CARACAS Even the cats and dogs love Hugo Chavez in the backstreets of La Vega.
At least that is what grateful owners joke as they line up with their pets to take advantage of the latest initiative by the socialist Venezuelan president's network of grassroots organizations: subsidized neutering.
"If the opposition takes over, we lose all these services that Chavez has given us. We go back to zero," said Laura De Pernalete, helping organize the sterilization program in the poor Caracas neighborhood.
"La Vega is 100 percent behind Chavez."
The plethora of "missions" bringing services to Venezuela's slums and impoverished rural areas - from subsidized food to Cuban-staffed health clinics - has underpinned the socialist Chavez's popularity among the poor during 13 years in power.
He is successfully stoking fears that his signature welfare projects, such as the "Barrio Adentro" ("Inside the Slum") healthcare network, will be dismantled should the opposition win the country's presidential election on October 7.
Despite opposition euphoria at selecting a young and streetwise unity candidate - Miranda state governor Henrique Capriles - to fight the election, Chavez's foes know how tough it will be to win over his loyal and passionate support base.
Piling money into more social projects in a pre-election spending spree, Chavez has an edge in polls ahead of the vote.
Yet there is disillusionment among some "Chavistas", as his supporters are known, and surveys show that about a third of Venezuelans remain undecided.
An admirer of Brazil's model of free-market economics with a solid social conscience, Capriles insists he would keep the best of Chavez's welfare programs, and even build on them.
"I want to expand them, and get rid of the corruption and inefficiency that characterizes them," Capriles told Reuters on a recent campaign tour, adding that more than half the Barrio Adentro clinics in his Miranda state were abandoned.
That message, however, has not reached those in the queue for animal neutering in La Vega.
"The opposition wants to stop all this," said Hilda Jimenez, cradling a couple of cats. "Governments did nothing for the poor in the past.

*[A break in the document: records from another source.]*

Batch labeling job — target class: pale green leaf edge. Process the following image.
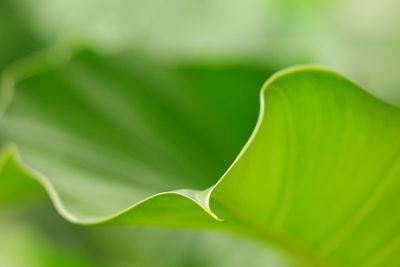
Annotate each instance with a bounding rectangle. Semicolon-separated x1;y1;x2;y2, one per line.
0;49;392;230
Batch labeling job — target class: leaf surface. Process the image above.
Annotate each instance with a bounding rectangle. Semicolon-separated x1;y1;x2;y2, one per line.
0;51;400;266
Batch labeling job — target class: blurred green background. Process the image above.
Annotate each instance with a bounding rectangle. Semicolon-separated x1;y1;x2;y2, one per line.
0;0;400;267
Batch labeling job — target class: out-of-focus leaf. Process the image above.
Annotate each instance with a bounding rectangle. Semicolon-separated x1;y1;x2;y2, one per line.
0;0;42;71
0;49;400;266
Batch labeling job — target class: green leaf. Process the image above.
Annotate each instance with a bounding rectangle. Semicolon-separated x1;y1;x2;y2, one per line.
0;51;400;266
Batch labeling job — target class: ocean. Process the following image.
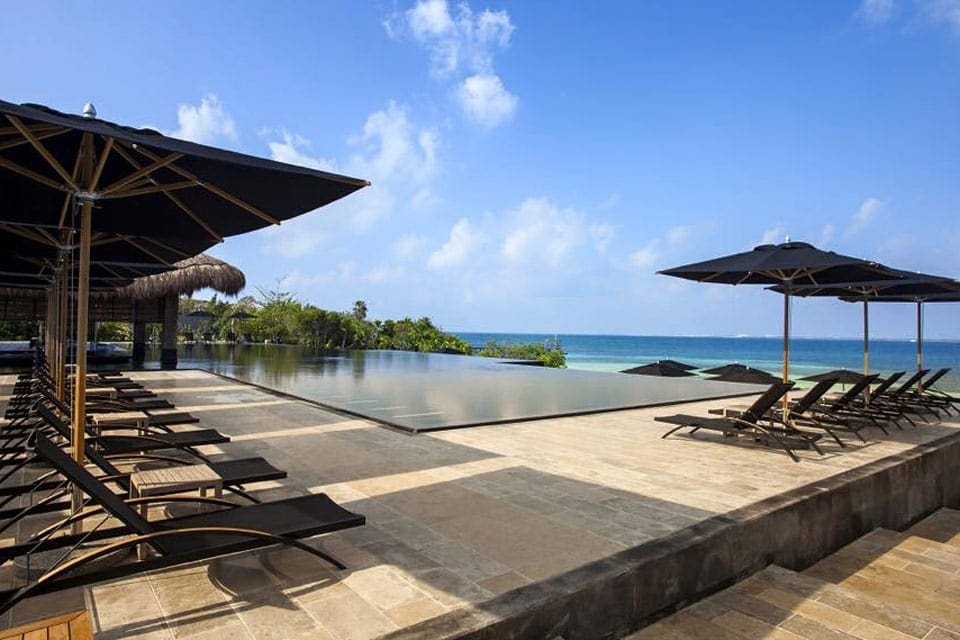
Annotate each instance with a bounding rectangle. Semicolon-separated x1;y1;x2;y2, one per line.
451;331;960;392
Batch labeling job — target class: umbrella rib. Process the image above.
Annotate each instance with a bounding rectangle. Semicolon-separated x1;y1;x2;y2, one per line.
128;146;280;224
100;180;199;198
143;238;193;258
7;114;78;191
100;152;183;197
124;236;171;267
163;191;223;242
117;145;223;242
0;127;69;151
90;138;116;190
0;225;56;246
0;156;73;193
0;122;63;136
57;139;83;227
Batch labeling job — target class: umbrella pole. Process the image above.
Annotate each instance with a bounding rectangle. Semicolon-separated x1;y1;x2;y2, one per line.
56;261;70;402
783;280;790;420
863;300;870;404
917;301;923;391
72;133;93;524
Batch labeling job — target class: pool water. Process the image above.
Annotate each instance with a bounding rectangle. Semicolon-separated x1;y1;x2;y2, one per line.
139;344;763;432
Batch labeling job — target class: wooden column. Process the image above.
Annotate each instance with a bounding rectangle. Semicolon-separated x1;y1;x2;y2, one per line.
131;302;147;364
71;133;94;476
160;293;180;369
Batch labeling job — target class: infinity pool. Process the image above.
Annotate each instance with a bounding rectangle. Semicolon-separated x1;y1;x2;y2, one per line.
133;345;763;432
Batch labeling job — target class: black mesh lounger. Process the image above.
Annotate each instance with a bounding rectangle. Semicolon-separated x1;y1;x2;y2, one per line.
654;382;822;462
0;404;230;466
0;431;287;528
852;369;940;426
0;433;365;613
708;378;863;447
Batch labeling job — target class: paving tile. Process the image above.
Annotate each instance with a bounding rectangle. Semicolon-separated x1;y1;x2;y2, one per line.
384;598;447;628
303;590;397;640
341;566;426;611
230;587;318;640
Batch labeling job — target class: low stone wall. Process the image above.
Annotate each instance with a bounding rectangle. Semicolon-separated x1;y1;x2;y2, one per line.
387;434;960;640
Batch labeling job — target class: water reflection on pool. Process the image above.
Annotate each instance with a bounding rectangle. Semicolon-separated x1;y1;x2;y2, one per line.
139;344;761;431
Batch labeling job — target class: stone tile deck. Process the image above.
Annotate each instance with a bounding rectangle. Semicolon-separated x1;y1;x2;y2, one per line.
0;371;960;640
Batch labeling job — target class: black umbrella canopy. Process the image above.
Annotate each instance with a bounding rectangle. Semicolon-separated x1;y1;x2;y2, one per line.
710;367;780;384
0;101;369;244
657;359;697;371
658;241;902;285
620;360;695;378
703;362;748;375
800;369;863;384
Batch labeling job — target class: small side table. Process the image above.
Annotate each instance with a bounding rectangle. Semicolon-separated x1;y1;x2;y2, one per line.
130;464;223;559
87;411;150;436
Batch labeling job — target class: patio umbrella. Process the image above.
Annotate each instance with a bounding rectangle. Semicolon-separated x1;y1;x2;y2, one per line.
659;239;902;414
658;359;697;371
841;290;960;390
620;360;695;378
771;270;960;376
0;101;369;480
710;367;780;384
703;362;747;376
800;369;863;384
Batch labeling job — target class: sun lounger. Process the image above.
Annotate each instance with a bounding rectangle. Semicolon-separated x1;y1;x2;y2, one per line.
0;412;287;528
0;434;365;613
654;382;822;462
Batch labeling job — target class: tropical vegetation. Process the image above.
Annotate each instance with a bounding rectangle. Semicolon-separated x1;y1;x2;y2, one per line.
0;286;566;367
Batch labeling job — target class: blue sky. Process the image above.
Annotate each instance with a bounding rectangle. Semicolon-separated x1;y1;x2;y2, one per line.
0;0;960;338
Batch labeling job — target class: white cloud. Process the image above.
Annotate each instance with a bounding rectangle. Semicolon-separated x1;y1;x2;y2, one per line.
427;218;483;269
844;197;884;238
501;198;588;268
363;264;406;284
590;222;616;253
917;0;960;32
407;0;454;39
820;224;837;247
170;93;240;144
750;222;786;249
385;0;519;127
457;75;517;127
267;129;336;171
856;0;894;26
392;233;427;261
630;238;660;271
262;102;440;257
263;218;326;258
667;226;690;248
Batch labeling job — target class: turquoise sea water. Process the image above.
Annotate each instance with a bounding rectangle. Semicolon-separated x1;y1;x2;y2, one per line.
454;332;960;391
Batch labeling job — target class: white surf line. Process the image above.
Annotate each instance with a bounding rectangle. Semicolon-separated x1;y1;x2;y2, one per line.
393;411;443;418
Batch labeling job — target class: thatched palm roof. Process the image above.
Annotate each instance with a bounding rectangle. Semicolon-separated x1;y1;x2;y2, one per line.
117;253;247;300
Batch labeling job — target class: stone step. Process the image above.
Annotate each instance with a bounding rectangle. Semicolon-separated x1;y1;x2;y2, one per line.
630;566;940;640
905;509;960;549
804;530;960;637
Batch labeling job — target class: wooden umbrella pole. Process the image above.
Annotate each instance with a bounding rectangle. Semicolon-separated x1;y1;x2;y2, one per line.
917;300;923;391
863;300;870;376
783;280;790;420
863;300;870;404
56;263;69;402
72;133;94;484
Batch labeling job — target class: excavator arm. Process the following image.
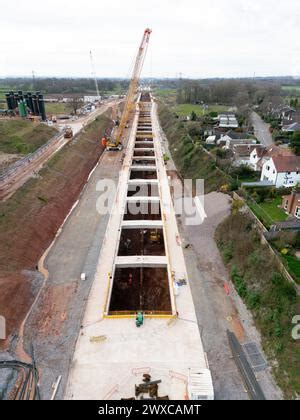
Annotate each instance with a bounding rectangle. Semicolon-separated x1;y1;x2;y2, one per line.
107;28;151;150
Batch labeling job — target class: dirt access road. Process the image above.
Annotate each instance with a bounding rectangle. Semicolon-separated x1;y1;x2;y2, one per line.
0;101;116;199
158;121;282;400
251;112;274;147
24;138;127;399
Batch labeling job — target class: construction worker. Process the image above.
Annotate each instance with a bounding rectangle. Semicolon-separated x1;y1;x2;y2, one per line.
128;273;133;286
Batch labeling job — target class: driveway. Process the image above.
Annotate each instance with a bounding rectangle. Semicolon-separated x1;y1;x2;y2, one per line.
251;112;274;146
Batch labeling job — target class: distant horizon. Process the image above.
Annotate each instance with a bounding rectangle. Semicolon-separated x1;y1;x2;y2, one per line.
0;0;300;79
0;74;300;81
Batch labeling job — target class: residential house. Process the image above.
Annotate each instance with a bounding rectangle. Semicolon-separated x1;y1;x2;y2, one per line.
260;155;300;188
205;134;221;144
282;191;300;219
218;113;239;128
282;122;300;133
232;144;256;166
250;144;294;171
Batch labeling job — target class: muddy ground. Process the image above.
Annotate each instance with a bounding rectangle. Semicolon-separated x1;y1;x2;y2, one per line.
0;115;112;350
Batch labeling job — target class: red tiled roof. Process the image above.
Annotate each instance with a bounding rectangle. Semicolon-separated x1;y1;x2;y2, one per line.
272;155;300;172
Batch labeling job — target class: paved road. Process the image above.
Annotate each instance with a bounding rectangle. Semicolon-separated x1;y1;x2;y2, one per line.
159;120;282;400
251;112;274;146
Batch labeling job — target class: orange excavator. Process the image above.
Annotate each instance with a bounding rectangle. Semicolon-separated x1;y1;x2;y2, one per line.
102;28;151;151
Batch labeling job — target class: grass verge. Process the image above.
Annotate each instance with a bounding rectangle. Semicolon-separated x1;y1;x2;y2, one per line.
215;213;300;399
0;119;57;155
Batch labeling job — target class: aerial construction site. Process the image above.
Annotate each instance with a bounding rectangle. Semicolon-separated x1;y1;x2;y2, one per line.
66;29;214;400
0;0;300;402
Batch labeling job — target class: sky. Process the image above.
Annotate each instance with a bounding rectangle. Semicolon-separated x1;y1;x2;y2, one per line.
0;0;300;78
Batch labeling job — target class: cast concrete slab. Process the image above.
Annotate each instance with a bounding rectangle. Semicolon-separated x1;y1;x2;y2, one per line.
66;97;212;400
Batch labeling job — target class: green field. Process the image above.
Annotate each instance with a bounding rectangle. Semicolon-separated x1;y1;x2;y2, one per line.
247;197;288;229
154;88;177;98
281;85;300;93
0;119;57;155
282;255;300;284
174;104;228;117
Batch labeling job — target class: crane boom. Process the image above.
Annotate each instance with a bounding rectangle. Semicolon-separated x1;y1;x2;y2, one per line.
108;28;152;150
90;51;100;98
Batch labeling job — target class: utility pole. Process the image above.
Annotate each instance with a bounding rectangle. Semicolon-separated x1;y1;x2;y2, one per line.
90;51;100;97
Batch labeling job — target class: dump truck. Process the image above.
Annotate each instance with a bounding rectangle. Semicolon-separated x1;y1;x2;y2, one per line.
64;127;73;139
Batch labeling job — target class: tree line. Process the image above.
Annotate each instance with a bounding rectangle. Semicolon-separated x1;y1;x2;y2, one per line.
177;79;282;106
0;77;128;94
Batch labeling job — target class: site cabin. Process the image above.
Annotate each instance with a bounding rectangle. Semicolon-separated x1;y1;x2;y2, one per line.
282;191;300;219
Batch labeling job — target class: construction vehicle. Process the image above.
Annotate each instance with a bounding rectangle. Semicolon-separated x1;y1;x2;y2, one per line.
150;229;160;243
64;126;73;139
135;311;144;328
102;28;151;151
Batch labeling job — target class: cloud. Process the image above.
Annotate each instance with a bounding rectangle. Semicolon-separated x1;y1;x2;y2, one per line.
0;0;300;77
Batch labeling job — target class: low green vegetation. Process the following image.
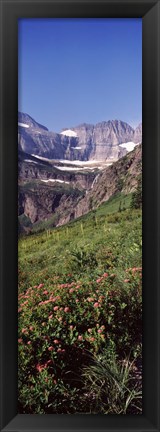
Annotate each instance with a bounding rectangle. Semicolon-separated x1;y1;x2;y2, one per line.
18;194;142;414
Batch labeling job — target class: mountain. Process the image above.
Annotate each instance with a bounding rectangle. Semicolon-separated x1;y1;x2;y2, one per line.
74;144;142;218
18;151;96;233
18;145;142;232
133;123;142;143
18;112;141;161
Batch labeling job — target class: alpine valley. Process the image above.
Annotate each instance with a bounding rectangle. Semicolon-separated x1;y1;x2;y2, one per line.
18;112;142;233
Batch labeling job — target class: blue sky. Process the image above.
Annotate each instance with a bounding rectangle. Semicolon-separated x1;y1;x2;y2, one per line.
18;18;142;132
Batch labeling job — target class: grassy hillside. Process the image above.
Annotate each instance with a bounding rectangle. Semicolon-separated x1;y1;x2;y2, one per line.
19;194;142;414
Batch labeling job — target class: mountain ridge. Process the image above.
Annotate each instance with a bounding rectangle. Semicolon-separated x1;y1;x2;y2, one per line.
18;112;142;161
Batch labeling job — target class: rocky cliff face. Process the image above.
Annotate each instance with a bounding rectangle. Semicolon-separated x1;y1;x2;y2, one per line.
18;151;95;228
74;144;142;218
133;123;142;143
18;113;142;161
18;145;142;231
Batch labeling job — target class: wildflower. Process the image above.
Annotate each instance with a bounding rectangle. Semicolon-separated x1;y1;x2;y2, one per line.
37;284;44;289
87;297;94;302
48;346;54;351
36;364;44;372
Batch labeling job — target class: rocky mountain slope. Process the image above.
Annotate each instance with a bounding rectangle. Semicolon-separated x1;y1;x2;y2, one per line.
74;144;142;218
18;151;96;227
18;113;142;161
18;145;142;231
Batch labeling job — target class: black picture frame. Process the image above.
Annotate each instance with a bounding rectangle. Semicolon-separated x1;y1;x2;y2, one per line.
0;0;160;432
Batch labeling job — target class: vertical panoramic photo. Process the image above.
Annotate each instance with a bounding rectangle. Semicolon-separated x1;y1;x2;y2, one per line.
17;18;143;415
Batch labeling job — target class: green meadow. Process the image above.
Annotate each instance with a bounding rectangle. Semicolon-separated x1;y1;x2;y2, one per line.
18;194;142;414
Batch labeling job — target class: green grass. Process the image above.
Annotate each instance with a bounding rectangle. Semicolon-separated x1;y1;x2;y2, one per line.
18;195;142;414
19;196;141;288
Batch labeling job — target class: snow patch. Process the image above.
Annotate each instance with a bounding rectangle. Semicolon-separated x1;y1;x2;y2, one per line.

Only Chavez has bothered with us."
The opposition paraphernalia plastered all over middle-class Caracas neighborhoods was entirely absent from the tatty streets around her. Instead, the ubiquitous red of Chavez's ruling Socialist Party, and images of "El Comandante", were everywhere.
Down the hill, dozens lined up to shop in a state-run Mercal store, where basic products like milk, chicken, oil, rice, beans and sugar are sold at a quarter of the normal price.
Shop workers scoffed when asked about photos in opposition media showing largely empty Mercal stores.
"As soon as products come in, people buy them immediately because the prices are incredible!" one said. "It's laughable the right-wing tries to present that as something bad."
Despite their visceral hatred of opposition leaders, whom they broadly view as representatives of an old, discredited political elite who never had any interest in Venezuela's poor majority, grassroots Chavez activists are realistic.
They know they have a fight on their hands to stop the energetic Capriles from developing momentum. They plan to highlight his "bourgeois" background in contrast to Chavez's humble upbringing by his grandmother in a rural shack.
They will also seek to target Capriles for his role in a murky episode at the Cuban embassy in 2002 when he was accused of fomenting a riot during the chaos surrounding a short-lived military coup against Chavez. He says he was mediating.
"We can hang his dirty linen out. He's a coupster. He comes from a privileged background. He has never lived like us," said Eriberto Hurtado, who works for one of the thousands of 'communal councils' Chavez has set up around Venezuela.
"Capriles does have strong support though, I'm not doubting that. We have to encourage our people to work hard."
One Caracas district opposition activists rarely dare enter is the militantly pro-Chavez "January 23" slum set on hillsides perched above his Miraflores presidential palace.
Named for the date when a Venezuelan dictator fell, the neighborhood is heavily armed and locals played a major role taking to the streets and demanding Chavez's return after the brief putsch against him in 2002.
Chavez habitually votes at a school there, says he often stares up to the jumble of houses piled on top of each other when meditating in his office, and has a strong emotional connection with residents.
"They don't have a chance here. Come up here? They'd be crazy. I don't even want to talk about that garbage," said Martin Campos, 42, a former soldier and Chavez loyalist.
"We want Chavez until 2021, and then Rosines," he laughed, referring to the president's daughter.
Now working on logistics for Chavez's public events and caravans, Campos runs a busy small business in his spare time cleaning vehicles: "The Socialist Carwash".
Such marketing fits in well in an area where Chavez's figure and words adorn walls next to other Latin American radicals like Ernesto "Che" Guevara, Emiliano Zapata and Fidel Castro.
A rare poster for Capriles remains on one street - but is covered with obscene graffiti and a stencil of an AK-47 assault rifle.